In Los Angeles, Iran’s opening game against New Zealand at SoFi Stadium sits on a fault line where football, geopolitics and dissent all collide. The host nation is at war with one of the participants. Iranian protesters, many of them exiles, are promising to turn a group-stage match into a reckoning with the regime they fled.
Inside Iran’s camp, the strain is obvious.
Taremi’s warning: ‘It undermines the joy’
Mehdi Taremi, captain and figurehead of this Iran side, did not bother to hide his frustration on the eve of the game. His words cut through the usual World Cup pleasantries.
“I have felt the tension from the first moment we arrived at this World Cup,” he said. “This kind of tension, it undermines that joy and it undermines the message of Fifa and our people, which is that football brings about peace. I feel like this World Cup could have provided a better atmosphere than it has.”
Iran’s preparation has been shredded by the conflict with the United States. Their base was shifted to Mexico. Visa complications have dogged members of the delegation. Travelling supporters have seen tickets stripped away. The sense of being an unwanted guest in a hostile house hangs over everything they do.
Taremi, usually a composed presence, sounded like a man who knows his team are walking into a stadium that may not feel like neutral ground, or even home.
‘We’re going to make it hell’
Outside that bubble, a very different Iran is organising.
Protesters have vowed to turn the match into a public indictment of the regime. Buses are being arranged from San Diego, Orange County and across Los Angeles. The plan is simple and incendiary: boo the anthem, turn backs to the pitch, and raise the pre-revolutionary flag that Fifa has banned from stadiums.
“We’re going to make it hell,” one activist told the Daily Mail. She described an orchestrated effort to flood SoFi with dissent, to ensure the global broadcast cannot look away.
“We’re going to boo the anthem that is going to play. We're going to turn our backs during the anthem so we will have our flags showing.
“I know Fifa banned it [the flag] but we will make a way to get it in. So we're going to see this flag, not the terrorist regime’s flag.”
For those protesters, this is not a game. It is a rare, global stage on which they can confront a government they say silences them at home.
A coach under orders
Caught between those two worlds stands Amir Ghalenoei.
Iran’s head coach has been given a set of instructions that no manager should ever carry into a World Cup match: if pre-revolutionary flags are brandished or if negative chanting against the regime is heard, he has been told by the government to stop the match.
The possibility is extraordinary. A coach, not a referee, asked to intervene in play because of what is happening in the stands.
Ghalenoei, though, tried to project a narrow focus when he faced the media.
“We don’t pay attention to any of the hype and anything that goes on around us,” he said. “We are here to represent the respectful people of Iran, be it the Iranians inside Iran or the Iranian diaspora.

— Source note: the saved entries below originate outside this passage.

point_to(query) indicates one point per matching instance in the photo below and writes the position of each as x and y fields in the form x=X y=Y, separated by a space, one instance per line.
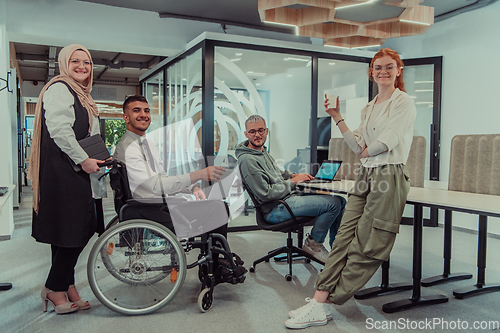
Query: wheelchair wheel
x=205 y=300
x=114 y=221
x=131 y=274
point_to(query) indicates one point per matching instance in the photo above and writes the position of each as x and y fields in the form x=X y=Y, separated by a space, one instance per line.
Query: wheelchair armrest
x=156 y=201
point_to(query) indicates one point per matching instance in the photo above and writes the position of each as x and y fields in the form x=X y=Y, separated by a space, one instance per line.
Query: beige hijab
x=83 y=92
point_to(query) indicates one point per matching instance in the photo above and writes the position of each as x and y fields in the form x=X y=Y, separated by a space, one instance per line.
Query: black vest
x=66 y=214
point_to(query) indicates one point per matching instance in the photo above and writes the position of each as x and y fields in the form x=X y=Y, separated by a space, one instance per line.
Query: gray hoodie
x=262 y=175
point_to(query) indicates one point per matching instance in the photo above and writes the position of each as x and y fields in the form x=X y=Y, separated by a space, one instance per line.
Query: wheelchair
x=138 y=265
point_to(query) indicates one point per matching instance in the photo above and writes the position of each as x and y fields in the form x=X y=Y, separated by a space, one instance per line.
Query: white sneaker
x=327 y=307
x=313 y=314
x=317 y=250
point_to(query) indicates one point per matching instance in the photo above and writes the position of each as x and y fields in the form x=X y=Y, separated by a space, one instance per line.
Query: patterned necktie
x=150 y=158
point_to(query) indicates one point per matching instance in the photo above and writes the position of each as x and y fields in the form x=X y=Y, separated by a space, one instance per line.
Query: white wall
x=6 y=216
x=469 y=45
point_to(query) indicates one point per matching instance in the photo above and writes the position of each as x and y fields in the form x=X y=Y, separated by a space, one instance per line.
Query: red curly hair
x=398 y=83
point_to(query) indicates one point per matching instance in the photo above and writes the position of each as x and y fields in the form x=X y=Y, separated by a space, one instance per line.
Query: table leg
x=416 y=299
x=384 y=287
x=480 y=287
x=5 y=286
x=447 y=276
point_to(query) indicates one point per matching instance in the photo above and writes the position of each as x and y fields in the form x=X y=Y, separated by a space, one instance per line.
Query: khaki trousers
x=367 y=232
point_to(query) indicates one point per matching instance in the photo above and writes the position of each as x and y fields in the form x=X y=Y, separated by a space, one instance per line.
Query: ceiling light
x=415 y=22
x=286 y=25
x=360 y=47
x=340 y=47
x=296 y=59
x=249 y=73
x=356 y=4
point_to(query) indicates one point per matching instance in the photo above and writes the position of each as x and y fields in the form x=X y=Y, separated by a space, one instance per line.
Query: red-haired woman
x=375 y=205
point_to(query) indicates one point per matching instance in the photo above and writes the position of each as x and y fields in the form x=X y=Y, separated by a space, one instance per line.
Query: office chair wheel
x=132 y=273
x=205 y=300
x=114 y=221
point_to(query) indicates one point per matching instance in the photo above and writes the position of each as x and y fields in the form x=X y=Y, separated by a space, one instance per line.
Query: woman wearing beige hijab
x=64 y=214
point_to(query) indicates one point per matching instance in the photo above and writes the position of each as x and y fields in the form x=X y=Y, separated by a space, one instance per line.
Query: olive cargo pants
x=367 y=232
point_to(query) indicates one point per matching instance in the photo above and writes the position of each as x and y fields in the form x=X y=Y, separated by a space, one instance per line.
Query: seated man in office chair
x=267 y=182
x=147 y=179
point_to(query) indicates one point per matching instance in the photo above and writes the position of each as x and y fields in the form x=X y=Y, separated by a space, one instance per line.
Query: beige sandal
x=67 y=307
x=82 y=304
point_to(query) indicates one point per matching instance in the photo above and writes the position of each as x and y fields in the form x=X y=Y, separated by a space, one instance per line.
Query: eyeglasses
x=388 y=67
x=261 y=131
x=79 y=62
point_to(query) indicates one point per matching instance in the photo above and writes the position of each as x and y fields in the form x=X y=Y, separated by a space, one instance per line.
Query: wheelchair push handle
x=107 y=163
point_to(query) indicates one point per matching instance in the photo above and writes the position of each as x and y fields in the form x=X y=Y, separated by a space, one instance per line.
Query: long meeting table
x=478 y=204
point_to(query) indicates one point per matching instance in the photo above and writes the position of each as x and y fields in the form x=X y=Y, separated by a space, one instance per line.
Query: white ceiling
x=232 y=16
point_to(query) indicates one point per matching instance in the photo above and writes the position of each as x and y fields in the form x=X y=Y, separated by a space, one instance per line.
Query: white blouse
x=391 y=123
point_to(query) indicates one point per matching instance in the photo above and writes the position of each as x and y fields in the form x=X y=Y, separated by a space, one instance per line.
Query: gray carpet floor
x=261 y=304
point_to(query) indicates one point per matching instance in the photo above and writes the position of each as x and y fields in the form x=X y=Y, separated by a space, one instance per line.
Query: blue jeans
x=327 y=208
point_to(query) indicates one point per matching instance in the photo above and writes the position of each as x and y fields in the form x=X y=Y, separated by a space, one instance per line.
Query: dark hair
x=133 y=98
x=398 y=83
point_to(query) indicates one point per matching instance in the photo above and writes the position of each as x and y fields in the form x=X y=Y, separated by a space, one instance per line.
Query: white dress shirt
x=143 y=181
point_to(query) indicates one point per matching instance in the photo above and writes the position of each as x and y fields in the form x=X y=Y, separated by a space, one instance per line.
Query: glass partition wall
x=211 y=89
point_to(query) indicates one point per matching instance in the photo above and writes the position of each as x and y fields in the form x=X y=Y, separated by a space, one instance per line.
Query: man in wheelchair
x=148 y=180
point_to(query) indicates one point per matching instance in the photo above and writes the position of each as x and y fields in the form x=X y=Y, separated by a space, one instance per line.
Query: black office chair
x=294 y=225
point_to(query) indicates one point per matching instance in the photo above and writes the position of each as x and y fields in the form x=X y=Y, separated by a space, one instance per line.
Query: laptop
x=326 y=172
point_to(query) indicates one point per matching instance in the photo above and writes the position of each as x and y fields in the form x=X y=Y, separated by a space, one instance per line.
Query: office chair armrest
x=280 y=201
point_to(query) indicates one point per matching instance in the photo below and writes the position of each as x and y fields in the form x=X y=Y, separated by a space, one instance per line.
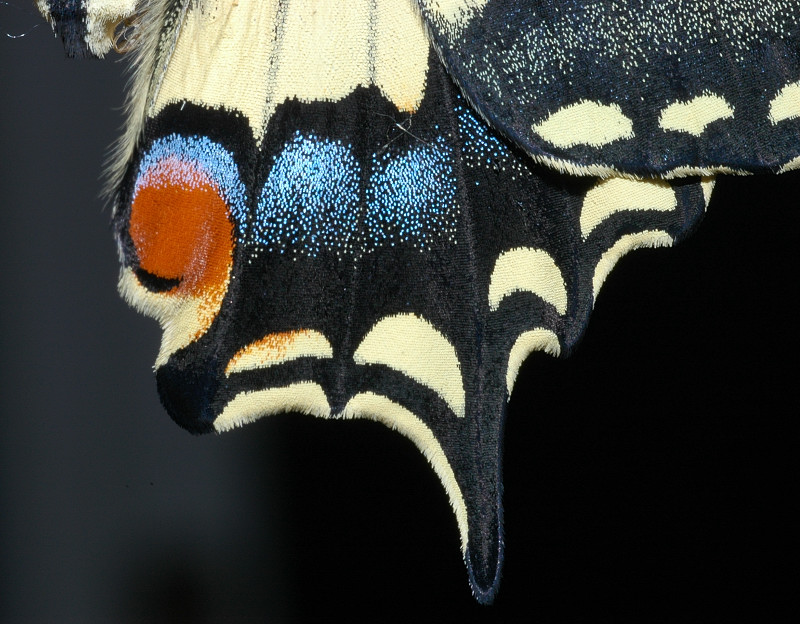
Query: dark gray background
x=650 y=477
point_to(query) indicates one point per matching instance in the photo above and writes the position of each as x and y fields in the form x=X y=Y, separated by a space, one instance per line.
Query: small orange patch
x=270 y=348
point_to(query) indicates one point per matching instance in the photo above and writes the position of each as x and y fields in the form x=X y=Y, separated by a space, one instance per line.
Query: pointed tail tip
x=484 y=576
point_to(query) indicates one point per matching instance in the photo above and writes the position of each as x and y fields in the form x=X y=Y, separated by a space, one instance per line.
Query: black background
x=651 y=477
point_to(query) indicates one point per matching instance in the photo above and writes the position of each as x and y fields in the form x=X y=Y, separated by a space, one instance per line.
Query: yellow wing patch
x=629 y=242
x=531 y=270
x=694 y=116
x=305 y=397
x=411 y=345
x=383 y=410
x=613 y=195
x=786 y=104
x=252 y=55
x=585 y=123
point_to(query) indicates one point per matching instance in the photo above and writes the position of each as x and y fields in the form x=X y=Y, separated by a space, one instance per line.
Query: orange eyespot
x=181 y=228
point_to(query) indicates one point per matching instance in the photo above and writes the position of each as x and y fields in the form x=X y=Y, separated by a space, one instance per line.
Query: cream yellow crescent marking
x=279 y=348
x=383 y=410
x=531 y=270
x=585 y=123
x=538 y=339
x=411 y=345
x=693 y=116
x=305 y=397
x=629 y=242
x=252 y=55
x=616 y=194
x=786 y=104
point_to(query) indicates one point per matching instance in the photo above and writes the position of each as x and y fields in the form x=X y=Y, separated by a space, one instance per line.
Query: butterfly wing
x=350 y=239
x=647 y=88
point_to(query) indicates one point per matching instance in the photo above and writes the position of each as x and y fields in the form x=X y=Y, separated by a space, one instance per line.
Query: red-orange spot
x=181 y=229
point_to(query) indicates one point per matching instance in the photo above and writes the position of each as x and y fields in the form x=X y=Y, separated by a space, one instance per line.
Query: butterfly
x=380 y=209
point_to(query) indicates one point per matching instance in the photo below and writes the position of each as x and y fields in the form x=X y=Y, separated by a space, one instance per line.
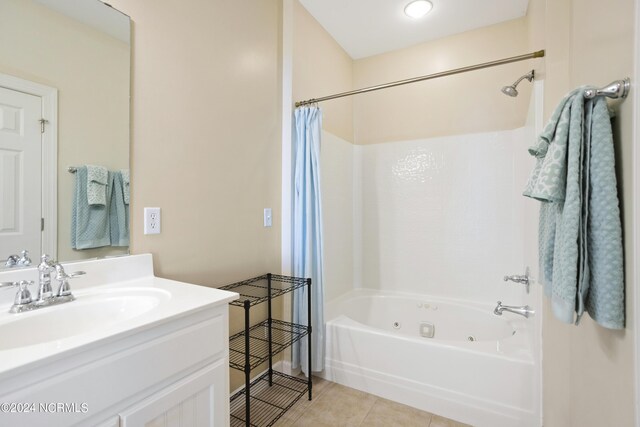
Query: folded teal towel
x=118 y=213
x=580 y=235
x=97 y=177
x=126 y=185
x=89 y=223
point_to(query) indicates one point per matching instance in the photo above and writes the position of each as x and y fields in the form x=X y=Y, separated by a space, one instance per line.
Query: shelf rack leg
x=247 y=366
x=269 y=336
x=309 y=335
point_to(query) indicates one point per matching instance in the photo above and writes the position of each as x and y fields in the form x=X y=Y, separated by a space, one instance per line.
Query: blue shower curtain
x=307 y=235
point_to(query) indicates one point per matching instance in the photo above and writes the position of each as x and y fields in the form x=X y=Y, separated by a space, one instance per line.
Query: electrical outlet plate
x=151 y=220
x=267 y=217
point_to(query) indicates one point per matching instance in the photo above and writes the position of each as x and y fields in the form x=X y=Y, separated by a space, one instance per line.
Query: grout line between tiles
x=368 y=412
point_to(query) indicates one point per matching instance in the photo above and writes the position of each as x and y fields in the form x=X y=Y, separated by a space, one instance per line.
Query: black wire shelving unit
x=265 y=399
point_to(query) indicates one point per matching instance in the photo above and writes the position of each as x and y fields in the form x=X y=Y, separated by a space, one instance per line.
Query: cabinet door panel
x=198 y=400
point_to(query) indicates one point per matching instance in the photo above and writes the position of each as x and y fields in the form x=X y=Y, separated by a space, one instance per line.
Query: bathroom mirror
x=69 y=61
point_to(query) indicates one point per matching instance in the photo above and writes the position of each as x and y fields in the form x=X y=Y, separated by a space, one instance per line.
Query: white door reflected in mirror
x=20 y=172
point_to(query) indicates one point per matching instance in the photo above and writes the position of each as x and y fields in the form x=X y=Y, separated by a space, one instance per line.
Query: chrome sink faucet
x=23 y=300
x=18 y=261
x=525 y=310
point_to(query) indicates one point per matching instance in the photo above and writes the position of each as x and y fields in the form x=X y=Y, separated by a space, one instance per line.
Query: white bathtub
x=478 y=368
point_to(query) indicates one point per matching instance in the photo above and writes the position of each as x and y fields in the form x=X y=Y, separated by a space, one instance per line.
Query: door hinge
x=42 y=123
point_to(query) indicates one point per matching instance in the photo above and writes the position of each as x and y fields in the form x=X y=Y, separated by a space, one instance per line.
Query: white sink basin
x=92 y=311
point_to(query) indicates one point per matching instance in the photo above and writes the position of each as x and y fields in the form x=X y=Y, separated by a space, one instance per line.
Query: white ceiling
x=96 y=14
x=369 y=27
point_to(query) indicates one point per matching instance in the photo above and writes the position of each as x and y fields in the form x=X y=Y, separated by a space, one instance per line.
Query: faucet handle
x=12 y=261
x=46 y=263
x=24 y=260
x=23 y=296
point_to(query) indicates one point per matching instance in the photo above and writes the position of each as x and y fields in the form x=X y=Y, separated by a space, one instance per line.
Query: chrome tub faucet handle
x=524 y=310
x=520 y=278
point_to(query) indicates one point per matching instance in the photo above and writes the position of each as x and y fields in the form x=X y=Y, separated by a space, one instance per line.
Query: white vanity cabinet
x=170 y=368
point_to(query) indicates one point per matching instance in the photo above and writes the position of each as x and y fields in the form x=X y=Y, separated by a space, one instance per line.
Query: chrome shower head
x=511 y=90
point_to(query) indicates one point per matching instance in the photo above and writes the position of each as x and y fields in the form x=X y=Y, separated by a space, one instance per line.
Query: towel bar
x=616 y=89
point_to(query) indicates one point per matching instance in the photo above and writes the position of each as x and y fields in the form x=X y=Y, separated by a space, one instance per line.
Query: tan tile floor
x=334 y=405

“We are not political people... football is separate from politics.”
The words are familiar. The reality around him is anything but. At SoFi, politics will not sit politely outside the stadium gates. It will be on the concourses, in the seats, in the sound of the anthem.
A World Cup on the brink of a stoppage
The stakes stretch beyond one match.
This is the first time in the World Cup’s 96-year history that a competing nation is at war with a host. That hard fact colours everything around Iran’s campaign. Kieran Jackson has already explored how surreal and perilous this journey has become, but tonight in Los Angeles those themes move from theory to practice.
Protests are expected both inside and outside the ground. Fifa’s prohibition of the pre-revolutionary flag will be stress-tested in real time. Security staff will be on edge. Match officials will know that, at any moment, the coach of one team may be under pressure to pull his players off the pitch.
The World Cup sells itself as a festival of unity. This fixture threatens to expose how fragile that slogan can be when a nation’s internal struggle spills onto football’s grandest stage.
New Zealand, quietly preparing for their own opening game, are almost a footnote in the build-up. They will walk into a cauldron that has nothing to do with them and everything to do with the country in the opposite dugout.
The whistle will blow, the ball will roll, and yet the real question will linger over the stands, not the pitch: does this game finish 90 minutes like any other, or does Iran’s World Cup become the first to be halted by the sound of its own people?